Mike Getto

Profile
- Position: Tackle

Personal information
- Born: September 18, 1905 Irwin, Pennsylvania, U.S.
- Died: August 27, 1960 (aged 54) Lawrence, Kansas, U.S.

Career information
- College: Pittsburgh

Career history
- 1928: Pittsburgh (assistant)
- 1929–1938: Kansas (assistant)
- 1940: Kansas
- 1947–1950: Kansas (assistant)
- 1942: Brooklyn Dodgers

Awards and highlights
- Consensus All-American (1928);
- Coaching profile at Pro Football Reference

= Mike Getto =

American football player and coach (1905–1960)

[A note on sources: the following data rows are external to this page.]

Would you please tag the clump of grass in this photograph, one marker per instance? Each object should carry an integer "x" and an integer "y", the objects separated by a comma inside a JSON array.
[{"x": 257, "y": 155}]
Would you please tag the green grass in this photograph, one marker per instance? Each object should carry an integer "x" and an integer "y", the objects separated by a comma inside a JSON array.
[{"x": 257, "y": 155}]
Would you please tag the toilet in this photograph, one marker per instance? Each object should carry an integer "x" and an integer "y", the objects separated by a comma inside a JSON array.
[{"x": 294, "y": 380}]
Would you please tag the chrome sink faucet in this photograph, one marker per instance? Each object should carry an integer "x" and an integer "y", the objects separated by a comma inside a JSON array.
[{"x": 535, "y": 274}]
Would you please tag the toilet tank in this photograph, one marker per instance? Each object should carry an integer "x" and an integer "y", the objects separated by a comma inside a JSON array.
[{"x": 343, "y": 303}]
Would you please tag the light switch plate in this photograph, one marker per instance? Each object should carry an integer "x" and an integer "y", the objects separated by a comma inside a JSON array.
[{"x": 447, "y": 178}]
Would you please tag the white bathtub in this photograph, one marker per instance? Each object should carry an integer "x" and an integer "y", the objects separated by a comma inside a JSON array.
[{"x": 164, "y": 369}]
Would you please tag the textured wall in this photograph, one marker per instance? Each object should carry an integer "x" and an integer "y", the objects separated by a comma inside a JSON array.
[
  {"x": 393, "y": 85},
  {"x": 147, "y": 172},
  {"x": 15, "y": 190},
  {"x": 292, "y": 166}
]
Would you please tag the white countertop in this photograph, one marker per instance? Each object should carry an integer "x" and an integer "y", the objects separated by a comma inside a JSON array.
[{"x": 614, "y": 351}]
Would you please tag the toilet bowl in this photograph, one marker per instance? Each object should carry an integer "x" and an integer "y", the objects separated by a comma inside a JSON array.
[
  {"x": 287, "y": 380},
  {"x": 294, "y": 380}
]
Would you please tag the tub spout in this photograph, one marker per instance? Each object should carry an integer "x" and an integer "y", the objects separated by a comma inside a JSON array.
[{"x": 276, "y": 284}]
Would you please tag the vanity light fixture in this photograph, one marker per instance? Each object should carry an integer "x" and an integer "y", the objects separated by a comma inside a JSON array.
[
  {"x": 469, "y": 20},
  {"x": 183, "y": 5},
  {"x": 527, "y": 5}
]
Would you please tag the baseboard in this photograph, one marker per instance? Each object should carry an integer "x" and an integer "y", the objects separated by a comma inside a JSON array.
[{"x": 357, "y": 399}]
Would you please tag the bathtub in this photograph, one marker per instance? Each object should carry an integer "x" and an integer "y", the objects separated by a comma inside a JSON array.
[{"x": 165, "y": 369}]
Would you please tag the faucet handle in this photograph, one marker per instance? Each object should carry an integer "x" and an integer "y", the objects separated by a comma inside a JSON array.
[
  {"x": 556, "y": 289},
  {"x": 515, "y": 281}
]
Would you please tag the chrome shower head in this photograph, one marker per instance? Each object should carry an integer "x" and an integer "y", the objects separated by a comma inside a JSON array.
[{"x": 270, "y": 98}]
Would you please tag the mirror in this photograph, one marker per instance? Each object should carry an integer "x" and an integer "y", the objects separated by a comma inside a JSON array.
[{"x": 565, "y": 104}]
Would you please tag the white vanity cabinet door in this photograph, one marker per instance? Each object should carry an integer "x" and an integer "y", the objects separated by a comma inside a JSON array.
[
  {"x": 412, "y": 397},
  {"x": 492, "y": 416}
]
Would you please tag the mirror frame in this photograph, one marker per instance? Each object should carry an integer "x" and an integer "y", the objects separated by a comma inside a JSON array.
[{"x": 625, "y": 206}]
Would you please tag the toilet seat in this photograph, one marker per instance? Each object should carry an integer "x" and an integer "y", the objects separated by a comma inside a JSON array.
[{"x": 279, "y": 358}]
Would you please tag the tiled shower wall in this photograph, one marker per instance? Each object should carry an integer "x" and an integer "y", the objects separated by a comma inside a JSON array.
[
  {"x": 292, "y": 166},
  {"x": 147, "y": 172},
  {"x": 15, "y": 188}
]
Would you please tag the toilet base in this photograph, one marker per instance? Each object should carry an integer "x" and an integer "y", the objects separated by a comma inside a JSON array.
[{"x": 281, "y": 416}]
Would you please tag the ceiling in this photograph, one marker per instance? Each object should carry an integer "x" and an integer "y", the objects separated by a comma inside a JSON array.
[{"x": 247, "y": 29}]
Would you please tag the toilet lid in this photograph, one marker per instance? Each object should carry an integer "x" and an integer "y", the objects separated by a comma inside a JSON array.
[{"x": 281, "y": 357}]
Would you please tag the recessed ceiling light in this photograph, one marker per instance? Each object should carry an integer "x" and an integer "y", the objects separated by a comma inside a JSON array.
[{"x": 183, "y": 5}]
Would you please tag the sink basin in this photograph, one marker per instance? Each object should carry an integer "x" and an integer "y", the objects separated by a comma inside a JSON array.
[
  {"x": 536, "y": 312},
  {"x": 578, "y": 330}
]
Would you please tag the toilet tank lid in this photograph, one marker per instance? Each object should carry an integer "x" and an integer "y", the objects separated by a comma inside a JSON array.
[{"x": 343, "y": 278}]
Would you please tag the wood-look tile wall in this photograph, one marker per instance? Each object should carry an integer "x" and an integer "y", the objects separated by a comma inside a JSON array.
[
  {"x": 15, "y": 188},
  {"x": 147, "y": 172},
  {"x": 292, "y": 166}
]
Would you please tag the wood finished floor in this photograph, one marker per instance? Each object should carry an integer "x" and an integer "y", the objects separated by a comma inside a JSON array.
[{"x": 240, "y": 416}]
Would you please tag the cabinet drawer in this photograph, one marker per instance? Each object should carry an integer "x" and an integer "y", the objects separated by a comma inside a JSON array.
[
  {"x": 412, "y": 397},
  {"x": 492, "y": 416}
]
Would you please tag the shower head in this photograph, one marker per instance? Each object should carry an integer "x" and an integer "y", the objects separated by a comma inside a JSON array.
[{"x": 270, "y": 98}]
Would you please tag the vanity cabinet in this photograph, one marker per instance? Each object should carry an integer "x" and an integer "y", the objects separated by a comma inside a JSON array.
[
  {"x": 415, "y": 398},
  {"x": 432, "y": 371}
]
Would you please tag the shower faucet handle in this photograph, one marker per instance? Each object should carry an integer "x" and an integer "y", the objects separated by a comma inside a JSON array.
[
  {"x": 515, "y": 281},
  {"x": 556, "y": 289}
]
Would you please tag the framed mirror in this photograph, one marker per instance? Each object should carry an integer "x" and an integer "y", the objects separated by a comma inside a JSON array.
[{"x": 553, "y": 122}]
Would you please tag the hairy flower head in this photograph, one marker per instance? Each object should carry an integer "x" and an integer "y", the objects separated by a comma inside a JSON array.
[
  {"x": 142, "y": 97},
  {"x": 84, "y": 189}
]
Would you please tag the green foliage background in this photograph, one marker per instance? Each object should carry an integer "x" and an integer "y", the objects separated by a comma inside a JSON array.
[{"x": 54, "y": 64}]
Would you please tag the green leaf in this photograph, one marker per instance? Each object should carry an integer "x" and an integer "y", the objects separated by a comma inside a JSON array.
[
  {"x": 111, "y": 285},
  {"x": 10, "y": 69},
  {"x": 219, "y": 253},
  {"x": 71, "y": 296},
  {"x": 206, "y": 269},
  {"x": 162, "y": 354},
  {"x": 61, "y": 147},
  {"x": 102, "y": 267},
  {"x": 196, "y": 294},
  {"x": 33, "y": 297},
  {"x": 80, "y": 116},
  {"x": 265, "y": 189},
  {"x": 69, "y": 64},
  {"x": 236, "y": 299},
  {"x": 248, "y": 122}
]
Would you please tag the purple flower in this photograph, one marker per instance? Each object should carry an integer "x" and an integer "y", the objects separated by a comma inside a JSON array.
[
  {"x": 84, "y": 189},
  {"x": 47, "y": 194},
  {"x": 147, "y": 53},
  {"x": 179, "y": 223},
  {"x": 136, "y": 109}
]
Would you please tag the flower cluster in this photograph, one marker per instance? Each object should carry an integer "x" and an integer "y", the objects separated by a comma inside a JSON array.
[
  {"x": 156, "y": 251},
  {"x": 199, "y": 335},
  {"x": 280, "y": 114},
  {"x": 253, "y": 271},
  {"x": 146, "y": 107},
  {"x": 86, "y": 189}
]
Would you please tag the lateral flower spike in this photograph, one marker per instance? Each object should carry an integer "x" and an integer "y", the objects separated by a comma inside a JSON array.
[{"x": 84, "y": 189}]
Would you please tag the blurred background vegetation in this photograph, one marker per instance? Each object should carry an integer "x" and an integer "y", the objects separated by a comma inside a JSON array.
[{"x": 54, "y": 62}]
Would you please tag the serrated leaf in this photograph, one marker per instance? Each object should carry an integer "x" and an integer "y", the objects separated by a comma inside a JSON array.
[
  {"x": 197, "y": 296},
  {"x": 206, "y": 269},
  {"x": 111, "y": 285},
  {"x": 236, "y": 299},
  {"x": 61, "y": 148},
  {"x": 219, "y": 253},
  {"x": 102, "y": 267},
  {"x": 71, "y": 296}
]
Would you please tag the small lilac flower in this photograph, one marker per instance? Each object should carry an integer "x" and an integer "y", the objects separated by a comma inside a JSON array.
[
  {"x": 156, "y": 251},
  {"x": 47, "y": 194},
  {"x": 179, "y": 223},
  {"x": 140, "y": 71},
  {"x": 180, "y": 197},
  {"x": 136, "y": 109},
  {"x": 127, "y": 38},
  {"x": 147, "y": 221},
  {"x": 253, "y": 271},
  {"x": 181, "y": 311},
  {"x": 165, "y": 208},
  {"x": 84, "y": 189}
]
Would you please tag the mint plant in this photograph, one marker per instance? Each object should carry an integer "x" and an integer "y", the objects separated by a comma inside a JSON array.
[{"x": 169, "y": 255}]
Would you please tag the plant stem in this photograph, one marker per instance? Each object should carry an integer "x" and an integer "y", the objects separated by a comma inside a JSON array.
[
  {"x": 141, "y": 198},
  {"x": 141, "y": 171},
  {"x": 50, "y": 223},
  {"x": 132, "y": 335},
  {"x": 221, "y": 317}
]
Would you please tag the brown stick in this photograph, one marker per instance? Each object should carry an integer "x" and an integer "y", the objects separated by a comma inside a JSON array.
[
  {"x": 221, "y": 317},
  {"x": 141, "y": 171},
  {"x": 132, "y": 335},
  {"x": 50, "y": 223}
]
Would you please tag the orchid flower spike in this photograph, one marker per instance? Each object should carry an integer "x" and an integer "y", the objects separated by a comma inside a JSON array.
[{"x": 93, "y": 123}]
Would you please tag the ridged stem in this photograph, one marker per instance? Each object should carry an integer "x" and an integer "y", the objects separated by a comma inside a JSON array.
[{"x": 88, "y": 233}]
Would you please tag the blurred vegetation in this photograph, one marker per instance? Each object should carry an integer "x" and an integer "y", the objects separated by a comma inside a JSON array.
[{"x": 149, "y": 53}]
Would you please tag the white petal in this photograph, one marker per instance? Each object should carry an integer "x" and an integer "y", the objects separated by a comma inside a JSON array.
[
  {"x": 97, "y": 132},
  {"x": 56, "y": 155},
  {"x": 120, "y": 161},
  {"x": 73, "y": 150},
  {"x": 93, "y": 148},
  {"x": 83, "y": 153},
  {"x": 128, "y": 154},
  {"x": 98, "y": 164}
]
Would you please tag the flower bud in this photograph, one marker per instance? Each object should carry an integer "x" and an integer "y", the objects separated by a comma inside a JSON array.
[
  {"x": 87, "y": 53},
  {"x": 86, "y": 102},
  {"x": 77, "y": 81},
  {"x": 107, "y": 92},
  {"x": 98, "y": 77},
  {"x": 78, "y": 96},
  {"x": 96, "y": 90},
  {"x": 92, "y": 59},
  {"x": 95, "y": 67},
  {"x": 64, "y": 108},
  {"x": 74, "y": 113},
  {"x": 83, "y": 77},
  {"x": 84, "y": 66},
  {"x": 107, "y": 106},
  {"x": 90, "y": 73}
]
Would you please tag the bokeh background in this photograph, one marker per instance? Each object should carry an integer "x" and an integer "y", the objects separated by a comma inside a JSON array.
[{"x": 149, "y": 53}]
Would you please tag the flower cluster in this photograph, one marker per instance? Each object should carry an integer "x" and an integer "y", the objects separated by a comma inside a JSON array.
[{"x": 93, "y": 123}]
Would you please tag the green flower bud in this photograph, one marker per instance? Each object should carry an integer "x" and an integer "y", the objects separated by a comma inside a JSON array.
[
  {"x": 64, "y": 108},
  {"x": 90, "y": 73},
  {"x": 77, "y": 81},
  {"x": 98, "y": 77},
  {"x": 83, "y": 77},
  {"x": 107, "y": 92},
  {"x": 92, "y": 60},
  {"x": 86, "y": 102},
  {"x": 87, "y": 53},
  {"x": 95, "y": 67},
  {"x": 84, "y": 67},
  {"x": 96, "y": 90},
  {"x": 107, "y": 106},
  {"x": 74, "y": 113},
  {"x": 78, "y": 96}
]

Michael J. Getto (September 18, 1905 - August 27, 1960) was a professional football coach in the National Football League for the Brooklyn Dodgers in 1942. That season, he coached Brooklyn to a 3-8 record. Prior to his coaching career, Getto played college football while attending the University of Pittsburgh, where he earned All-American honors in 1928. After graduating from Pitt, Getto remained with the school as a football coach for the freshman team. He then worked as an assistant football coach from 1929 to 1939 and again in 1947 to 1950 at the University of Kansas. While at Kansas, Getto inspired his hometown of Jeannette, Pennsylvania to adopt the Jayhawk mascot for their high school athletic teams.